Dave Keenan wrote: ↑Sat Jun 27, 2020 2:39 pm
I find that votes = 8254×rank

^{-1.12} is a better match to the data than N×rank

^{-1.37} when limiting to the first 80 ratios. But I also find that votes = 8280×rank

^{-1.13} is the best fit when I include all 820 data points. I also note that the fewer data points I include, starting from the most popular, the closer the exponent gets to a true Zipf's law exponent of -1.

When limiting to the first 80 items, I get -1.38. Almost exactly the same as -1.37. When I extend it out to all 820 of them, I get -1.39, also very close.

How are you finding your match for this rank exponent?

I was about to say that I was using the regression analysis features built into Google Sheets, which I trusted well enough, except that when I went to spruce up this chart to share here on the forum, some really strange things happened that broke my trust in Sheets. I noticed right before I exported that what should have been merely stylistic changes to the chart had changed its contents: it now had an exponent of -1.49 instead of -1.38!

And as I undid my actions, I swear that I saw the exponent go through at least one other value other than -1.38! I guess I just hadn't thought to monitor the exponent while applying these styles, and it had been flip-flopping all over the place as I went along.

So I then sought to figure out how I had managed to get these other exponent values. And while I tried every different combination of the styling actions I'd taken, I failed to reproduce these other values besides -1.49. And unfortunately, having forked off that original undo history branch, I was unable to get it back, so I now couldn't prove that I had ever seen anything other than -1.49.

But it appears there might be an explanation for this second value. Whether adding the x-axis to the chart, or including a header row to label the line, what seems to be happening is that it's including the first element in the list, 1/1's votes of 7624, where it wasn't including that before! So that's what causes my exponent to change from -1.38 to -1.49.

When I have it fit the line to all 820 points, this seeming inclusion or exclusion of the first data point does not affect the fit. It's locked at -1.39. Which suggests that maybe that's the one closer to the truth. Perhaps this "inclusion of the first data point" notion is actually more like Sheets' "inclusion of an extraneous imaginary data point before the start of the series".

So I'm not convinced I should trust Sheets, anymore. Surely whatever maths Sheets is running in the background, we can run ourselves. I just don't know enough stats to know how to find it, for a power series trendline. If anyone else knows, I can certainly code it up. I'll also ask Lauren sometime today when she's not busy.

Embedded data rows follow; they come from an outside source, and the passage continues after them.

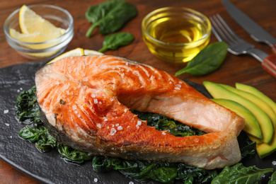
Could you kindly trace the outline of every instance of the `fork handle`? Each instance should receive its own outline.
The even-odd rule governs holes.
[[[266,71],[276,78],[276,55],[270,55],[265,57],[262,62],[262,67]]]
[[[276,43],[273,45],[273,47],[272,47],[272,48],[273,53],[276,55]]]

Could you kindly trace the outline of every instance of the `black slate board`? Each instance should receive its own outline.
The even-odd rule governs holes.
[[[16,98],[22,90],[28,90],[35,85],[35,74],[45,64],[45,62],[29,62],[0,69],[0,159],[45,183],[127,184],[130,181],[140,183],[126,178],[118,171],[98,173],[93,170],[89,161],[81,166],[68,163],[60,159],[56,150],[45,154],[40,153],[33,144],[18,136],[19,130],[25,125],[19,123],[15,117]],[[185,81],[208,98],[211,97],[203,86]],[[256,166],[260,168],[275,169],[273,161],[276,161],[275,154],[263,160],[256,155],[253,159],[244,161],[243,163],[247,166]],[[263,180],[263,183],[267,183],[268,178],[267,176]],[[151,181],[148,183],[158,183]]]

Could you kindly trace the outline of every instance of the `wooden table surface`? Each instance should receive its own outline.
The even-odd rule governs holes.
[[[56,5],[67,9],[71,13],[74,18],[74,36],[66,51],[76,47],[98,50],[102,47],[104,36],[99,34],[98,29],[96,29],[91,38],[88,39],[85,37],[86,32],[90,27],[91,23],[86,20],[84,14],[90,6],[98,4],[101,1],[1,1],[0,68],[31,62],[22,57],[8,45],[3,31],[3,24],[6,18],[23,4],[47,4]],[[219,13],[240,37],[248,42],[254,44],[255,47],[268,54],[272,54],[269,46],[253,41],[250,35],[231,18],[224,8],[221,0],[128,0],[128,1],[131,1],[136,6],[138,15],[120,31],[132,33],[135,37],[135,40],[128,46],[105,52],[106,54],[121,56],[141,63],[150,64],[165,70],[171,74],[174,74],[176,71],[183,68],[186,64],[171,64],[155,57],[150,53],[142,40],[141,33],[142,18],[151,11],[165,6],[190,8],[203,13],[207,16]],[[276,38],[276,1],[231,0],[231,1]],[[210,43],[215,42],[217,42],[217,40],[212,34]],[[210,81],[234,86],[236,82],[239,82],[257,88],[274,101],[276,101],[276,79],[265,71],[258,60],[248,55],[234,56],[228,53],[221,67],[213,73],[203,76],[194,76],[187,74],[183,74],[180,77],[198,84],[202,84],[204,81]],[[39,183],[39,182],[0,160],[0,183]]]

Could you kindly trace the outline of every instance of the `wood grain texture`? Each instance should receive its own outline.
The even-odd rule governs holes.
[[[85,18],[85,11],[91,5],[96,5],[103,0],[9,0],[0,1],[0,68],[13,64],[31,62],[16,53],[6,42],[3,30],[3,24],[6,18],[14,10],[23,4],[31,5],[38,4],[52,4],[69,11],[74,21],[74,35],[66,51],[76,47],[98,50],[101,48],[104,35],[99,34],[96,28],[91,38],[85,34],[91,25]],[[220,0],[127,0],[134,4],[138,10],[138,15],[130,21],[120,32],[129,32],[135,37],[134,42],[126,47],[117,50],[108,51],[106,54],[126,57],[141,63],[147,64],[156,68],[165,70],[171,74],[183,68],[186,64],[171,64],[155,57],[147,49],[144,42],[141,33],[141,23],[143,18],[149,12],[164,6],[183,6],[202,12],[207,16],[219,13],[231,25],[237,34],[247,42],[255,45],[271,54],[271,48],[265,44],[255,42],[250,35],[243,30],[229,16]],[[276,38],[276,1],[274,0],[231,0],[241,11],[246,13],[272,36]],[[66,2],[66,3],[65,3]],[[210,43],[217,42],[212,34]],[[221,67],[212,74],[203,76],[194,76],[184,74],[179,77],[193,82],[202,84],[204,81],[234,86],[239,82],[253,86],[265,95],[276,101],[276,79],[267,73],[255,59],[248,56],[234,56],[230,53]],[[0,89],[1,90],[1,89]],[[1,141],[1,140],[0,140]],[[18,171],[2,161],[0,161],[0,183],[38,183],[33,178]]]

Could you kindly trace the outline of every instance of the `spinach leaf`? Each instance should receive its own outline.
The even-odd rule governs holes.
[[[226,166],[211,184],[261,183],[262,176],[272,172],[273,168],[260,169],[255,166],[245,167],[240,163],[232,167]]]
[[[67,161],[81,163],[84,161],[92,160],[93,159],[93,156],[90,156],[88,153],[77,151],[59,143],[57,143],[57,149],[62,155],[62,158],[64,158]]]
[[[35,86],[33,86],[28,91],[23,91],[18,96],[16,114],[20,122],[30,123],[40,121],[40,112],[35,93]]]
[[[120,46],[131,43],[134,37],[129,33],[117,33],[107,35],[103,41],[103,48],[99,52],[103,52],[108,50],[116,50]]]
[[[100,33],[107,35],[120,29],[127,21],[137,14],[134,5],[121,0],[113,0],[90,6],[86,12],[86,18],[93,24],[86,33],[89,38],[97,26]]]
[[[42,153],[47,152],[57,145],[56,139],[42,124],[33,122],[26,125],[18,133],[25,139],[35,142],[35,147]]]
[[[178,177],[176,179],[185,180],[185,183],[211,183],[220,169],[205,170],[185,163],[180,163],[178,167]]]
[[[271,175],[271,179],[268,181],[268,184],[276,184],[276,171]]]
[[[204,48],[186,67],[176,73],[176,76],[189,73],[195,76],[207,74],[217,69],[227,54],[228,45],[225,42],[216,42]]]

By the way, we need to name this exponent we're raising the ranks to before taking their squared distance. How about r? We only used that once briefly earlier for Tenney height, which Dave found a simplification for and so we don't need it anymore.

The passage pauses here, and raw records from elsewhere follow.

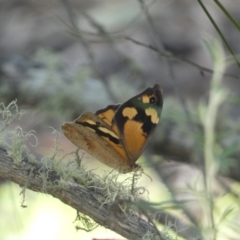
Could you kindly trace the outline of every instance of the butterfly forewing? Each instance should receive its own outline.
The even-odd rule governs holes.
[[[62,126],[65,136],[106,165],[126,173],[138,168],[135,161],[156,128],[163,98],[156,84],[123,104],[109,105],[95,114],[83,113]]]
[[[117,109],[114,122],[131,164],[141,155],[156,128],[162,105],[161,88],[156,84]]]

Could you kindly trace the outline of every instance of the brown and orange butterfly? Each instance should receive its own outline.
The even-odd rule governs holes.
[[[155,84],[123,104],[95,114],[85,112],[65,123],[65,136],[77,147],[121,173],[139,168],[135,162],[152,136],[161,115],[163,96]]]

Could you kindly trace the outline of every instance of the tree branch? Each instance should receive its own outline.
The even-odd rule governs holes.
[[[0,177],[33,191],[48,193],[127,239],[141,239],[147,232],[163,239],[153,225],[135,213],[124,213],[118,204],[104,204],[99,207],[101,204],[97,199],[104,197],[100,196],[99,190],[88,189],[74,181],[66,182],[63,188],[54,187],[63,176],[40,162],[30,163],[26,158],[20,164],[15,164],[3,148],[0,148]]]

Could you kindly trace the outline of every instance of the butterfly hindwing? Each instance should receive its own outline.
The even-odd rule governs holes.
[[[104,164],[119,172],[130,172],[129,159],[119,137],[101,118],[91,112],[62,126],[65,136]]]

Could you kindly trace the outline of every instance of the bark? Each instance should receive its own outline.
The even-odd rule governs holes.
[[[47,176],[45,180],[44,175]],[[113,204],[105,204],[99,208],[99,190],[88,189],[74,181],[66,182],[64,188],[56,188],[54,185],[62,179],[60,174],[45,168],[40,162],[30,163],[26,158],[21,164],[15,164],[3,148],[0,148],[0,177],[33,191],[50,194],[127,239],[141,239],[147,232],[155,234],[155,239],[163,239],[152,224],[135,213],[126,215],[118,204],[114,207]]]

Alternatively, and I think Dave has been implying this: we should just use -1 for the exponent, in accordance with Zipf's law. This would be tantamount to saying: deviation from -1 in the data we're working with represents noise – the extent to which these Scala votes are polluted with redundant scales, scales that aren't true scales, or otherwise aren't representative of future usage. I am open to just using -1 as the rank. I think it's elegant and memorable and justifiable.

Without including prime limit or sopf (s = 0, u = 0), I find the best k to be around 0.8, no matter whether I use rank^{-1}, rank^{-1.12} or rank^{-1.37}.

I'd bet including s and u affects k.

I've also noticed that weighting prime p according to p^{a} penalises primes greater than 13 way too much, for all reasonable values of a (≈ 1). So instead of p^{a} I tried π(p), i.e. I weighted each prime by its index. π(5)=3, π(7)=4, π(11)=5, etc. So instead of sop^{a}fr(), it's soπ(p)fr().

But I find that π(p) penalises higher primes too little.

The function Dave has found is called the

prime-counting function. Nice find, Dave! Certainly worth considering.

Suppose we raise π(p) to some power? In its case the power would probably be > 1. I could see this being the right thing. That composers actually use higher primes in a pattern which is based not on their size but their index in the sequence of primes, but then not a linear weight on these indices but an exponential one.

I wouldn't want our final formula to use both sop

^{a}fr and soπ

^{a}fr, but I will see if π can lower our sum-of-squares any further.

I'm afraid I can't quite follow your explanation of your Excel workarounds. It's not your explanatory skills that are lacking. Just my math skills (and/or familiarity with Excel's limitations). But no rush on the checking. I am going to try out soπ

^{a}fr and I suppose I should also try out soπ

^{a}f too. They may well move the needle.